Mangaká critica estratégias das editoras japonesas

E como suas críticas refletem a realidade brasileira também

Na sexta-feira passada o Huffington Post Japan publicou um artigo em que discutia com o autor Takashi Yoshida sobre a pirataria de mangás no Japão e a forma como as editoras lidam com o assunto. O resultado foi um texto muito interessante onde o autor critica a posição das editoras, uma crítica que muito claramente também vale para o Brasil.

Antes de tudo, temos que entender a atual situação de vendas no Japão. Já faz alguns anos que a venda de volumes físicos (sejam das obras ou revistas) está em declínio. Em 2017, por exemplo, houve uma diminuição de 13%. Essa diminuição fica clara até mesmo nos mais vendidos, como comentamos aqui, e um dos fatores mais apontados como causa é exatamente a pirataria digital. E por isso há todo um esforço para erradicá-la.

Entretanto, Yoshida discorda, ele considera que a luta contra a pirataria é infrutífera e até danosa para a indústria. O autor argumenta que a pirataria seria o resultado da falta de renovação e inovação das empresas que mantêm as mesmas formas de venda de 20 anos atrás. Logo combater a pirataria, o sintoma, não curaria a doença, o verdadeiro problema.

Ainda hoje, no Japão, a maioria das obras são lançadas no formato físico sem uma opção digital, embora tenha havido um grande esforço recentemente, especialmente através da Amazon Kindle e do Book Walker que disponibilizam volumes para compra digital através de suas plataformas. Um número ainda muito menor é disponibilizado em versões web de leitura (os readers). No Brasil a realidade é a mesma e embora tenhamos alguns exemplos de produtos digitais, tais são raríssimos.

De acordo com Yoshida, as empresas não deviam gastar o tempo tentando destruir os sites ou prender os envolvidos, mas competir e buscar alternativas para reconquistar o cliente, afinal os sites derrubados são logo substituídos por outros. Ele também defende que a luta contra a pirataria acaba sendo uma forma de agressão contra os próprios clientes ou potenciais clientes, já que quem baixa e pirateia são fãs da indústria, pessoas que têm interesse nas obras e até valorizam os trabalhos. Dessa forma a editora estaria alienando os próprios fãs, piorando a situação.

Aqui nós vimos algo bem parecido com o descrito pelo autor acontecendo com a JBC. Antes de disponibilizar as obras digitais a editora foi atrás das versões piratas de alguns sites de leitura online, o que resultou num ataque à empresa pelos fãs que ficaram privados de ler as obras através dessas plataformas piratas. A ação dificilmente trouxe qualquer benefício à editora, que não só foi atacada e ficou com uma nota baixa no Facebook, como criou inimizade com potenciais consumidores que com certeza não passarão a consumir seus produtos.

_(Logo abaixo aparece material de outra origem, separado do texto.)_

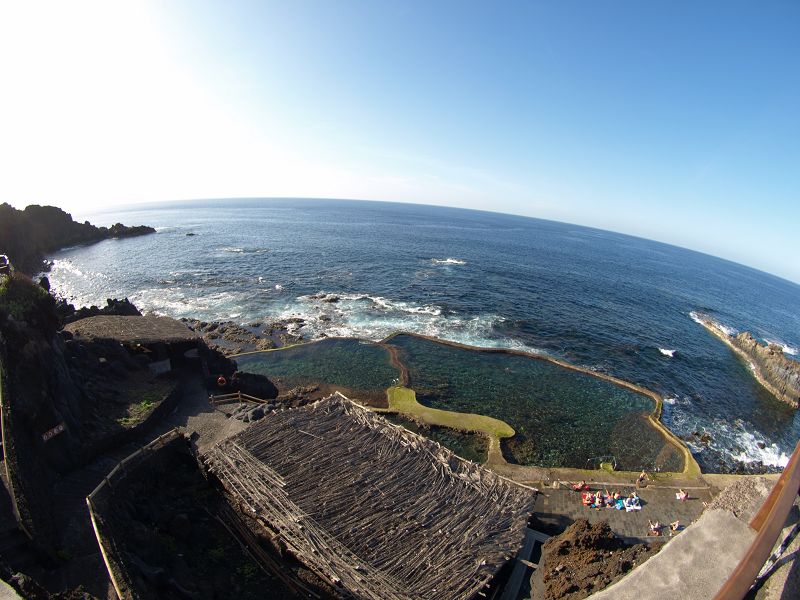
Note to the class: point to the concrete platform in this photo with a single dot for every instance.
(694, 564)
(557, 509)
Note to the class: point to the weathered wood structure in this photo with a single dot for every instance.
(380, 512)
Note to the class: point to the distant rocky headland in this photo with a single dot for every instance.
(27, 236)
(778, 374)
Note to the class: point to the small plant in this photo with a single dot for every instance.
(19, 296)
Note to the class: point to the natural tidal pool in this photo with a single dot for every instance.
(562, 417)
(359, 369)
(471, 446)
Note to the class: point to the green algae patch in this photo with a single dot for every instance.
(563, 416)
(404, 400)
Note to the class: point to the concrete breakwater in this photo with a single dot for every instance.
(778, 374)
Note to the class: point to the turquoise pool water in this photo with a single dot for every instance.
(470, 446)
(563, 418)
(359, 369)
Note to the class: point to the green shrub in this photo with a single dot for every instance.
(20, 297)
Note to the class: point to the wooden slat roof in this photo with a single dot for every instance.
(146, 329)
(380, 511)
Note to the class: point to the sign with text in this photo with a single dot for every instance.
(48, 435)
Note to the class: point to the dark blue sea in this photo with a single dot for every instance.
(611, 302)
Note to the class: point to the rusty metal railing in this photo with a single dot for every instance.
(767, 522)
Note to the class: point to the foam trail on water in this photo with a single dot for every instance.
(702, 318)
(376, 317)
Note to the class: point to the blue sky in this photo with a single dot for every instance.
(676, 121)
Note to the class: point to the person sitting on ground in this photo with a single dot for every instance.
(655, 528)
(632, 502)
(642, 479)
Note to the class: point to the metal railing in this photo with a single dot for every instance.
(235, 397)
(768, 523)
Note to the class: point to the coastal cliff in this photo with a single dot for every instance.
(778, 374)
(26, 236)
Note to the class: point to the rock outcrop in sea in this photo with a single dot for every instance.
(27, 236)
(771, 368)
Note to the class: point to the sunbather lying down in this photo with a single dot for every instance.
(655, 528)
(632, 502)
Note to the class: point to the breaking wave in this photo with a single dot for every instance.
(787, 349)
(376, 317)
(702, 318)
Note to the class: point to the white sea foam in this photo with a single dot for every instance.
(67, 266)
(787, 349)
(752, 451)
(696, 317)
(375, 317)
(702, 318)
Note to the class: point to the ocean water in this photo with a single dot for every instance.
(606, 301)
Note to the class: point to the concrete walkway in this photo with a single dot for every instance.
(557, 509)
(693, 565)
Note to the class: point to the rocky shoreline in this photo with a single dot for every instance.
(778, 374)
(231, 338)
(27, 236)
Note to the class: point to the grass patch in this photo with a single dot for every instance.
(404, 400)
(139, 411)
(19, 296)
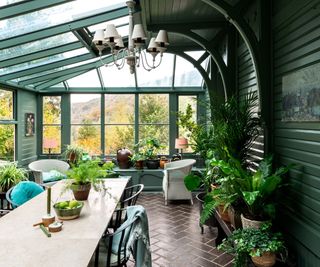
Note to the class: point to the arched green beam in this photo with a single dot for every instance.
(224, 72)
(198, 66)
(259, 57)
(249, 37)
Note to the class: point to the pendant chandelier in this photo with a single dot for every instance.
(134, 55)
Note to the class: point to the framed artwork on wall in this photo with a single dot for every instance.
(301, 95)
(30, 124)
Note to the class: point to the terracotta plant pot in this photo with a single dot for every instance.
(162, 162)
(123, 158)
(248, 223)
(223, 213)
(139, 164)
(267, 259)
(152, 163)
(81, 192)
(235, 217)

Como Yoshida defende, atacar esses meios não trarão vendas, mas perpetuarão a situação, tornando-se uma ação improdutiva, mesmo sendo um direito legal da empresa. Sendo assim um esforço cíclico e interminável, visto que para aqueles que pirateiam a opção da editora não lhe satisfaz.

Além disso, o autor comenta como as editoras falham em solucionar os problemas do mercado, como disponibilidade, preços, formas de venda, marketing e acesso; fatores esses que seriam a causa da pirataria. Algo muito claramente visto no Brasil também, onde problemas de qualidade, distribuição e acesso, disponibilidade e esgotamentos, marketing e preço são muito presente em todo o mercado. Mercado este que também viu diminuição nas vendas nos últimos anos.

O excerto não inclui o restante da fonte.